“So, what does the other guy look like?” Miguel asked, jokingly.
From behind Brett, Bunny put his forefinger to his lips in a shushing motion telling Miguel to cool it.
Brett didn’t notice. It hurt just to walk. There was ample evidence on his face that he had been in a fight.
Standing behind Brett, Bunny silently held up five fingers.
Miguel’s eyebrows shot to his hairline and Miguel mouthed “Five other guys?”
Bunny nodded his head in confirmation.
Bunny let Brett get ahead of him.
“Tell the guys were are in Indian country. The boss got jumped by five thugs last night. If they don't understand what Injun Country rules are, explain it to them” Bunny said. "And you might tell them this is not a good day to give the boss any shit."
“So, getting back to the original question, what do the other guys look like?” Miguel asked.
“I talked to the waitress. She said that four of the five were carted away in ambulances. Lots of busted furniture. The boss air-mailed one of them through the plate-glass window” Bunny said.
“Did the police file charges?” Miguel asked.
“Nope. The waitress heard everything. The thugs claimed the boss called one of them a ‘nigger’.” Bunny said. "The boss didn't say a word, just took care of business."
“And the cops believed the waitress?” Miguel asked.
“They should. She grew up in West Africa before coming to school over here. I reckon she knows the word ‘nigger’ when she hears it.”
After dropping the phone off at the courier for hand-carried, overnight delivery to Houston the previous night, Bunny did damage control.
Brett had already offered his company card to pay for damages. The manager was stunned. Nobody ever offered to pay damages. That is what insurance was for. Brett insisted that he draw $5000 and told the manager to reverse charges for what wasn’t used. Insurance doesn't cover everything.
Bunny tipped Judi, Brett’s waitress, a $100 and assured her Brett was going to be fine. He also apologized for the mess and extra work and hoped she would understand that Brett would not be eating there anymore.
Making a wild stab in the dark, Bunny ask Judi if she was the one who had found the phone and given it to Brett.
It was a good guess. “Yes, mister it was me. I saw what that girl was trying to do and there was no way I could let her have that phone back.”
“How did you get it from her?” Bunny asked, curious.

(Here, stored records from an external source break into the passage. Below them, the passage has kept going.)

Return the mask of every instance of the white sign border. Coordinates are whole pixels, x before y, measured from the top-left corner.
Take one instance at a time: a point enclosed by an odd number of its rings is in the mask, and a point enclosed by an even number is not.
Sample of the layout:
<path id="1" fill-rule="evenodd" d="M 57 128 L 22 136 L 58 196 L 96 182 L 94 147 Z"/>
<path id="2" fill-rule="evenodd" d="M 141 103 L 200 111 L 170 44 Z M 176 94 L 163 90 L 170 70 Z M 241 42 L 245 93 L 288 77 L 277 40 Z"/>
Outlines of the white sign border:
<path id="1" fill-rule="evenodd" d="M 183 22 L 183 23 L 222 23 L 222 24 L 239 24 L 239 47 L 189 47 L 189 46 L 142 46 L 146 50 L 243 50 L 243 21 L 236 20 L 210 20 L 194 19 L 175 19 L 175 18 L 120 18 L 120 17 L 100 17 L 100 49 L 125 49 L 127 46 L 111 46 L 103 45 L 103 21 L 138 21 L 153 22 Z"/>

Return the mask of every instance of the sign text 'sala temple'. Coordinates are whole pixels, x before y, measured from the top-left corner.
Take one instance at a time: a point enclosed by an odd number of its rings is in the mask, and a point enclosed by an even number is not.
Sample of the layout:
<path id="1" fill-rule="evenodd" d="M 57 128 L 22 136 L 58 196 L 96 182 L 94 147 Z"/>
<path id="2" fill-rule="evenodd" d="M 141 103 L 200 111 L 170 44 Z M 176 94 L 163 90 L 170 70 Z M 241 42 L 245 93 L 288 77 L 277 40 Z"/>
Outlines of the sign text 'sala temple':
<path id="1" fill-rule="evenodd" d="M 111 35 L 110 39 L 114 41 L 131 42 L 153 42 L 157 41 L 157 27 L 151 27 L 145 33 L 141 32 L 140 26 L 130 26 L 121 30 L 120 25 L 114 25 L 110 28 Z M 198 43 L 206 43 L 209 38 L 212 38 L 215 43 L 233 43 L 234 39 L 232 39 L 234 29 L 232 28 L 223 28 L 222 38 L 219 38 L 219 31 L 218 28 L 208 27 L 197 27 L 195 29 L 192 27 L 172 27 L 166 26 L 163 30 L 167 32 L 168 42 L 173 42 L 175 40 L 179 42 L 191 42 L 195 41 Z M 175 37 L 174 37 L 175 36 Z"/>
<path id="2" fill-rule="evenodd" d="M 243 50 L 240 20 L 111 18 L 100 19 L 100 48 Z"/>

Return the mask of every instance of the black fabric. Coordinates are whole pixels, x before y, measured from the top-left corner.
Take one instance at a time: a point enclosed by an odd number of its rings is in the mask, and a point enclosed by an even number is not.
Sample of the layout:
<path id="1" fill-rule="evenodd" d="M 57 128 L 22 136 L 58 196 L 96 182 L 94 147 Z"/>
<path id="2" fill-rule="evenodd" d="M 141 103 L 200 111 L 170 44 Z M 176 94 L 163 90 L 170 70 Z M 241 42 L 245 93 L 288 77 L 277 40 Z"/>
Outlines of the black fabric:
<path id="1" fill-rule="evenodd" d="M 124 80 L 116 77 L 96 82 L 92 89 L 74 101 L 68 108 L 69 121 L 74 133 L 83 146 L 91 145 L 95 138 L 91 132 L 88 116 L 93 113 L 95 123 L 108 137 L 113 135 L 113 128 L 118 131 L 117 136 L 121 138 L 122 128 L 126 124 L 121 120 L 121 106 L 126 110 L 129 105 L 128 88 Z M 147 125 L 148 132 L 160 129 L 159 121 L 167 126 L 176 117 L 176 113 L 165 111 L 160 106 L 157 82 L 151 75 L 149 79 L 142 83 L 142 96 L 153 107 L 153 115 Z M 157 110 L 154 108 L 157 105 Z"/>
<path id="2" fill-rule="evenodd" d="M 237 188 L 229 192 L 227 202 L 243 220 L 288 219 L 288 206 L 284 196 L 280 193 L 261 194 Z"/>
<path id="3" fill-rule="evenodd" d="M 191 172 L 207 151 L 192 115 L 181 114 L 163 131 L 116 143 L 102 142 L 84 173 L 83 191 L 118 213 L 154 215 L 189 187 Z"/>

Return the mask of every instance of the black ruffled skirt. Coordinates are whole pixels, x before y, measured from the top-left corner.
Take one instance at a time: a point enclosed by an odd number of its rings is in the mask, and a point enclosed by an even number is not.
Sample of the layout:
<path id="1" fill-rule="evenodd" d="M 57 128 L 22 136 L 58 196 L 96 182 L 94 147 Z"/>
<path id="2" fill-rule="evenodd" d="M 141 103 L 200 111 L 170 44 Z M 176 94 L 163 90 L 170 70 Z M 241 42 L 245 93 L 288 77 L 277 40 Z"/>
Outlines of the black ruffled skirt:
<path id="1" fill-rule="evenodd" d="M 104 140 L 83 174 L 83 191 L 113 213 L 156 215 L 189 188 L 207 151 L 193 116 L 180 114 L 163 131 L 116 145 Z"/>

“She left it on the table when she go to help her boyfriends. She a little late though. She the one the big boy throw trew da window.”
Bunny had been in his fair share of “scuffles”. He knew better than to ask Brett what happened. It just turns into a blur. Bodies in front of and behind you. Hands grabbing you. You don’t see faces or colors or clothing. You see targets and act accordingly.
Bunny peeled a couple more hundreds out of his wallet and a business card. “I don’t know what you get paid, but if you ever want to make real money, get a job working in the petroleum industry. Tell them Bunny Hefflescour sent ya.”
"Show them the card. I ain't like some people. I might hand out two business cards a year. They mean something."
She gave him the look. She wanted to take them but it didn’t seem right.
“I am going to leave them on the table. Either you get them or the bus-boy does.”
And then Bunny walked out.
Bunny’s next call was to Brett’s boss. Bunny explained what he knew and said the phone should be arriving by courier early the next morning.
The tech weenies in Houston sucked out the phone's brains and rapidly parsed through it with big-screen monitors.
A half-hour after they had downloaded it, Brett’s boss was on the phone. He didn’t call his Representative or Senators. He called his competitors.
Invariably, his competitors answered with “Good morning Mikhail. What can I do for you?”
They were cut-throat competitors but some issues transcend simple business. Nobody used the private numbers unless it was important. VERY important.
Mikhail prefaced the conversation with “We have a problem.”
The second thing he said was "I have a video I want to send you."